Il arrêta le premier policeman venu et lui demanda son chemin. Or, il se trouva qu'il n'était plus très loin du but; quelques minutes de marche l'amenèrent dans une ruelle, devant une petite maison fraîchement peinte et tenue avec la plus scrupuleuse propreté. Le marteau de la porte et le bouton de la sonnette étaient brillamment polis; des pots de fleurs ornaient l'appui des fenêtres, et des rideaux de riche étoffe cachaient l'intérieur aux yeux des passants. L'endroit avait un air de calme et de mystère; Harry en fut impressionné; il frappa encore plus discrètement que d'habitude et, avec un soin tout particulier, enleva la poussière de ses bottes.

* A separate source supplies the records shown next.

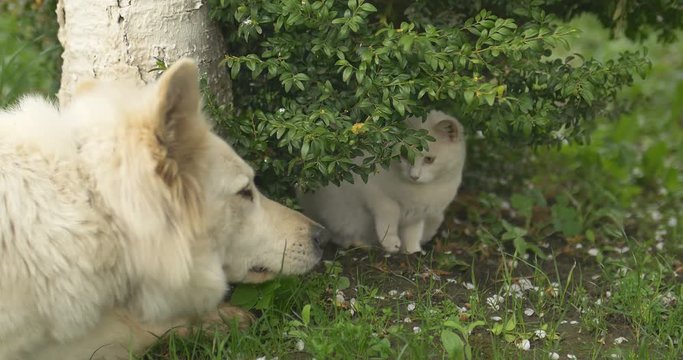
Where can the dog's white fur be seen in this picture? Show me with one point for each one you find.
(123, 215)
(401, 207)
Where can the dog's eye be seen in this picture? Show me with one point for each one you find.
(246, 193)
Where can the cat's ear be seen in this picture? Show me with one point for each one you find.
(449, 128)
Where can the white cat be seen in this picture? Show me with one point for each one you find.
(401, 207)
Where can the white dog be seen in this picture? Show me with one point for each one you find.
(123, 215)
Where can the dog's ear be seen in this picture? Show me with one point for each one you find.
(180, 128)
(449, 128)
(169, 206)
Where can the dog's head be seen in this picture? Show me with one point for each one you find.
(178, 190)
(262, 238)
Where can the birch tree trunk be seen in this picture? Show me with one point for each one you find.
(119, 39)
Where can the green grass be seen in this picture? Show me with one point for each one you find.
(575, 251)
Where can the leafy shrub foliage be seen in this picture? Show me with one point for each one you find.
(320, 83)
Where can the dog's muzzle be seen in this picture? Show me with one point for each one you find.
(320, 237)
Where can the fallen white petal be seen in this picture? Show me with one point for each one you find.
(620, 340)
(523, 344)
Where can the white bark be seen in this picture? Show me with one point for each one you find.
(119, 39)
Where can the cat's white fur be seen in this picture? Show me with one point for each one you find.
(402, 207)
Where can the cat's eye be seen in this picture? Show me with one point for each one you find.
(246, 193)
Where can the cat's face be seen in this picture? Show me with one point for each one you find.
(444, 154)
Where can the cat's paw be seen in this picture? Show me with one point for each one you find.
(391, 244)
(412, 248)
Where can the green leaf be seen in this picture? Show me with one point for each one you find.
(306, 314)
(453, 345)
(469, 96)
(368, 7)
(343, 282)
(245, 296)
(566, 220)
(347, 74)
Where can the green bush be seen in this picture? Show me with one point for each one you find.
(319, 83)
(29, 50)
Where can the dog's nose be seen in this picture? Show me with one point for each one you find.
(320, 236)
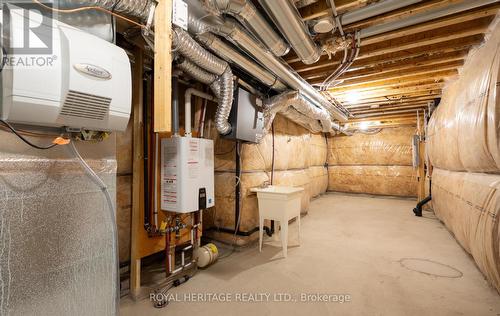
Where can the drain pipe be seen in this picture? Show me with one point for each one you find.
(187, 106)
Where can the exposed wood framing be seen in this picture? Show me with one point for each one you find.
(138, 174)
(401, 69)
(163, 67)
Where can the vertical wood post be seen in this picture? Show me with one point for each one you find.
(138, 172)
(163, 67)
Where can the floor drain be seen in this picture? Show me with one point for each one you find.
(430, 267)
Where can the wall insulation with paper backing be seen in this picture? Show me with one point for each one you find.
(374, 163)
(463, 133)
(463, 140)
(469, 205)
(299, 160)
(56, 239)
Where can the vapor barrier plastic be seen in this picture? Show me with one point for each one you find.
(469, 205)
(56, 241)
(463, 133)
(378, 163)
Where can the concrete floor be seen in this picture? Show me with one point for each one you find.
(369, 248)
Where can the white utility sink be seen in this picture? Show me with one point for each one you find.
(281, 204)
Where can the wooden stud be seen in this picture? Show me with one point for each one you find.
(138, 173)
(163, 67)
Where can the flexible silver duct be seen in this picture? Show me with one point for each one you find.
(234, 32)
(200, 75)
(225, 51)
(297, 108)
(245, 12)
(190, 49)
(137, 8)
(290, 24)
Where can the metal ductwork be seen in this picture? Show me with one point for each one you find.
(235, 33)
(200, 75)
(374, 9)
(245, 12)
(231, 55)
(424, 17)
(290, 24)
(137, 8)
(298, 109)
(191, 50)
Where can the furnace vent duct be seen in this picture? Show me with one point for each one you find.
(225, 51)
(137, 8)
(234, 32)
(290, 24)
(245, 12)
(191, 50)
(200, 75)
(297, 108)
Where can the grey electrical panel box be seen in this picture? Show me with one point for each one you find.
(246, 118)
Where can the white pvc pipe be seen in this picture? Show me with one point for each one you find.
(187, 99)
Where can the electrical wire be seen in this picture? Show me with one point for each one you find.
(87, 8)
(238, 220)
(13, 130)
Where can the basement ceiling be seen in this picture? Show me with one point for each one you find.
(402, 70)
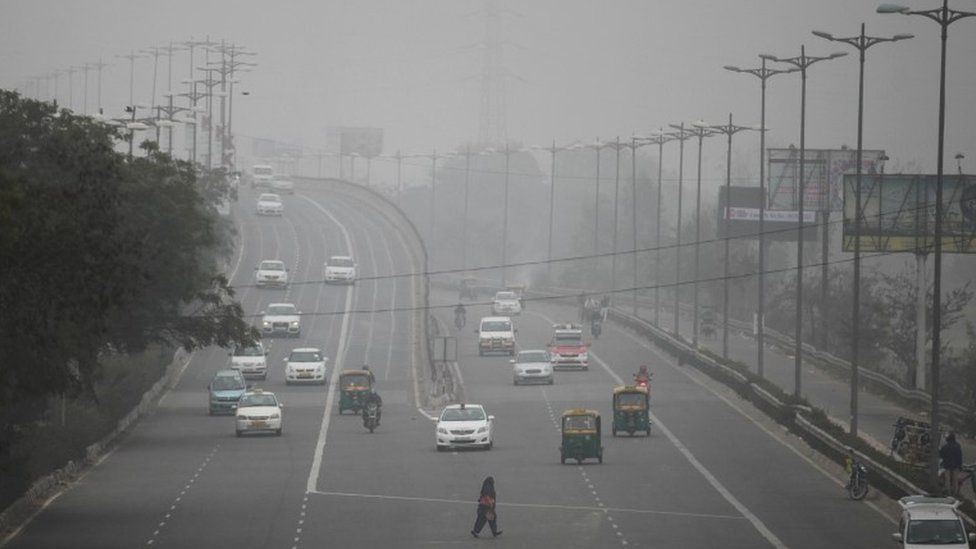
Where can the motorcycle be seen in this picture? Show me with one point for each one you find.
(371, 416)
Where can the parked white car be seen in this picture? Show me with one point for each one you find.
(464, 425)
(340, 269)
(305, 365)
(532, 366)
(271, 273)
(269, 204)
(281, 318)
(252, 361)
(259, 411)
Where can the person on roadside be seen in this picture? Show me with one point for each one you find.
(951, 456)
(486, 509)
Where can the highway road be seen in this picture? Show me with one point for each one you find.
(708, 476)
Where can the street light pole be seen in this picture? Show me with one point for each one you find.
(944, 17)
(802, 63)
(763, 74)
(861, 43)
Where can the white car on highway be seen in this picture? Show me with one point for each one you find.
(305, 365)
(340, 268)
(465, 426)
(271, 273)
(532, 366)
(251, 360)
(259, 411)
(506, 303)
(281, 318)
(269, 204)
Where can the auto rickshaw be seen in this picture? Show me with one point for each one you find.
(354, 386)
(581, 436)
(630, 410)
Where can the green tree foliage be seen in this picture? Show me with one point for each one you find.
(98, 253)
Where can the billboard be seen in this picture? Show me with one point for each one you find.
(823, 172)
(743, 217)
(898, 213)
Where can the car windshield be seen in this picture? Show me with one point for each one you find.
(257, 400)
(249, 351)
(227, 383)
(935, 532)
(281, 309)
(533, 356)
(305, 356)
(465, 414)
(496, 326)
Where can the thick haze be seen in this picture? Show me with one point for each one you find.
(580, 69)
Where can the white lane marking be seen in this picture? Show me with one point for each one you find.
(313, 474)
(833, 478)
(530, 505)
(758, 524)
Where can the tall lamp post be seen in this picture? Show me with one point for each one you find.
(861, 42)
(944, 17)
(763, 74)
(728, 130)
(802, 62)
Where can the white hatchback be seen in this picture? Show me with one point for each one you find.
(464, 426)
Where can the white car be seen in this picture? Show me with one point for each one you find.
(506, 303)
(928, 521)
(269, 204)
(532, 366)
(283, 185)
(281, 318)
(340, 268)
(305, 365)
(464, 426)
(259, 411)
(271, 273)
(252, 360)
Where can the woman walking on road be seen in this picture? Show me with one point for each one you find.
(486, 509)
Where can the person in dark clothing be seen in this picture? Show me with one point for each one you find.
(486, 509)
(951, 456)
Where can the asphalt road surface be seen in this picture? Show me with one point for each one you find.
(708, 476)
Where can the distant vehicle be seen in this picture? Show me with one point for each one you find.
(340, 269)
(261, 176)
(506, 303)
(225, 389)
(269, 204)
(496, 334)
(271, 273)
(251, 361)
(305, 365)
(532, 366)
(281, 318)
(282, 185)
(259, 411)
(927, 521)
(567, 347)
(465, 425)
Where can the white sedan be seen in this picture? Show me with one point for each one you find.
(258, 411)
(269, 204)
(465, 425)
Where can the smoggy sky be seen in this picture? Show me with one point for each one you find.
(579, 69)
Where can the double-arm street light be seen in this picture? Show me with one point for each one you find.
(944, 17)
(861, 42)
(728, 130)
(763, 74)
(801, 62)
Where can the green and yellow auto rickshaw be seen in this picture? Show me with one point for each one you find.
(581, 436)
(354, 386)
(630, 410)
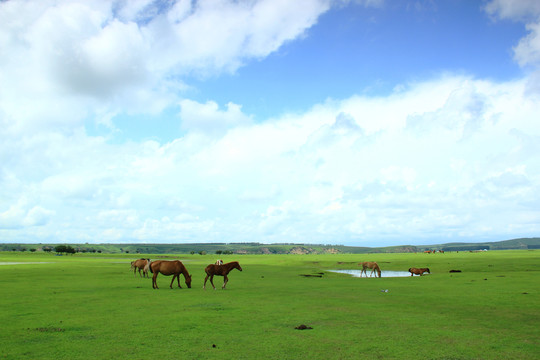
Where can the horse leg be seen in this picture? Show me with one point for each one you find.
(154, 282)
(225, 282)
(172, 281)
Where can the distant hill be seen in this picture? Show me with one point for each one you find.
(258, 248)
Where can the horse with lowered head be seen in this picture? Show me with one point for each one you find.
(419, 271)
(370, 265)
(168, 268)
(140, 264)
(220, 270)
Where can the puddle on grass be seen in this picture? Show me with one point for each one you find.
(384, 273)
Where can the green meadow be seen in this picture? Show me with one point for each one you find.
(92, 306)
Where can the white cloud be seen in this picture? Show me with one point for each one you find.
(73, 60)
(406, 166)
(451, 157)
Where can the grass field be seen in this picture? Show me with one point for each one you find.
(92, 306)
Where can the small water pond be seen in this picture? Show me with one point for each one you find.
(384, 273)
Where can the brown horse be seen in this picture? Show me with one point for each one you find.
(221, 270)
(420, 271)
(140, 264)
(370, 265)
(167, 268)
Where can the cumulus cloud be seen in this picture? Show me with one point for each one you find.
(73, 60)
(384, 168)
(452, 156)
(527, 51)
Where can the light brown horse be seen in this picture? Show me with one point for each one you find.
(370, 265)
(140, 264)
(419, 271)
(220, 270)
(167, 268)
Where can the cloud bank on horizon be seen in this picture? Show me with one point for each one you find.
(109, 132)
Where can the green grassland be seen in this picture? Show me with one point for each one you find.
(92, 306)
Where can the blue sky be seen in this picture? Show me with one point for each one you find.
(366, 122)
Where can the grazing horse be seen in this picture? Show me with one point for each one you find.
(140, 264)
(221, 270)
(166, 267)
(419, 271)
(370, 265)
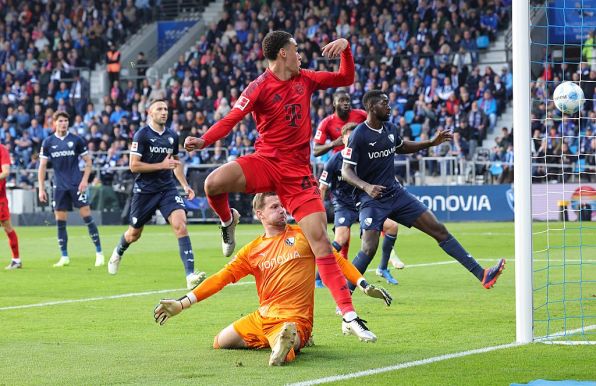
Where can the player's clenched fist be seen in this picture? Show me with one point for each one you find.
(170, 162)
(442, 136)
(334, 49)
(193, 143)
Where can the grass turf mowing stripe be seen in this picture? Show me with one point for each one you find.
(132, 294)
(422, 362)
(129, 295)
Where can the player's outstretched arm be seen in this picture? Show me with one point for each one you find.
(41, 179)
(168, 308)
(409, 147)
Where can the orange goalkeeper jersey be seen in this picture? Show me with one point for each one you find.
(284, 269)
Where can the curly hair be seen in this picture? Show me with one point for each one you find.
(273, 42)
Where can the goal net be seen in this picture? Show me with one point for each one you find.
(563, 175)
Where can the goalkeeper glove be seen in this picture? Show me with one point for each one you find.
(375, 292)
(168, 308)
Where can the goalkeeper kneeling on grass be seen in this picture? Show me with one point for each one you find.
(284, 269)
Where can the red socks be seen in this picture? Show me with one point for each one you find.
(334, 279)
(344, 249)
(13, 240)
(221, 206)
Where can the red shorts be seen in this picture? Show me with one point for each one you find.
(294, 184)
(4, 212)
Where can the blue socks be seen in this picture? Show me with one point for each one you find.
(186, 254)
(455, 250)
(93, 232)
(122, 246)
(388, 243)
(62, 237)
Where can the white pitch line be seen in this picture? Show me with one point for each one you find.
(405, 365)
(440, 358)
(98, 298)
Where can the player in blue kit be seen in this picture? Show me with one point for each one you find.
(63, 149)
(154, 157)
(368, 164)
(346, 212)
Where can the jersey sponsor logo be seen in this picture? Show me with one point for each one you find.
(242, 102)
(382, 153)
(293, 113)
(160, 150)
(62, 153)
(299, 88)
(278, 260)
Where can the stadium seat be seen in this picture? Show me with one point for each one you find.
(482, 42)
(416, 129)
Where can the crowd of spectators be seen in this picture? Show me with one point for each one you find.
(424, 54)
(564, 146)
(45, 47)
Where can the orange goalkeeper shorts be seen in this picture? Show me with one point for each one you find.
(260, 332)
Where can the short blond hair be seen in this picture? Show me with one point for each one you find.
(258, 202)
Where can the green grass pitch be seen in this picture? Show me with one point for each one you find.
(439, 309)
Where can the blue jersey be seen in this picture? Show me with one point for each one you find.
(153, 148)
(373, 152)
(342, 191)
(64, 154)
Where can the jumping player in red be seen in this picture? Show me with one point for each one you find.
(13, 240)
(279, 100)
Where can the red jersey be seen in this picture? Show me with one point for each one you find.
(4, 160)
(281, 110)
(330, 127)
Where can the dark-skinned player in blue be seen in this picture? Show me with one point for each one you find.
(369, 166)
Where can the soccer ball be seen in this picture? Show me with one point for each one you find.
(568, 97)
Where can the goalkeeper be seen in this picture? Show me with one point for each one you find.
(284, 269)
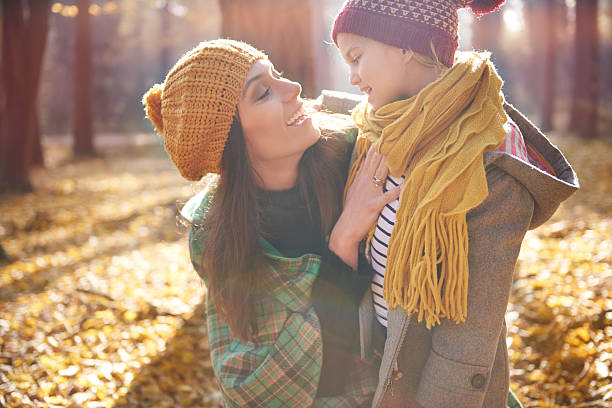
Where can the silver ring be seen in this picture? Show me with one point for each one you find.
(377, 181)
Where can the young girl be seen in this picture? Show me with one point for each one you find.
(282, 299)
(477, 175)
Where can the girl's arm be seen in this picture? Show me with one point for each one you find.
(463, 354)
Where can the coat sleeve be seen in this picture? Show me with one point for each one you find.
(462, 355)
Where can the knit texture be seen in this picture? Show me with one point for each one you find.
(195, 106)
(437, 140)
(409, 24)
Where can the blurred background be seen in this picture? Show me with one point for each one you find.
(99, 303)
(81, 67)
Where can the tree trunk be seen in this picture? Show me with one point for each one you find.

Une femme de chambre, fort avenante, ouvrit aussitôt et regarda le secrétaire d'un œil bienveillant.
«Voici le paquet de lady Vandeleur, dit Harry.
—Je sais, répondit la soubrette, avec un signe de tête. Mais le monsieur est sorti. Voulez-vous me confier cela?
—Je ne puis, mademoiselle. J'ai l'ordre de ne m'en séparer qu'à une certaine condition, et je crains d'être obligé de vous demander la permission d'attendre.
—Très bien, dit-elle avec empressement; je suppose que je puis vous laisser entrer. Nous causerons. Je m'ennuie assez toute seule et vous ne me faites pas l'effet d'être homme à vouloir dévorer une jeune fille. Mais ne demandez pas le nom du monsieur, car cela, je ne dois pas vous le dire.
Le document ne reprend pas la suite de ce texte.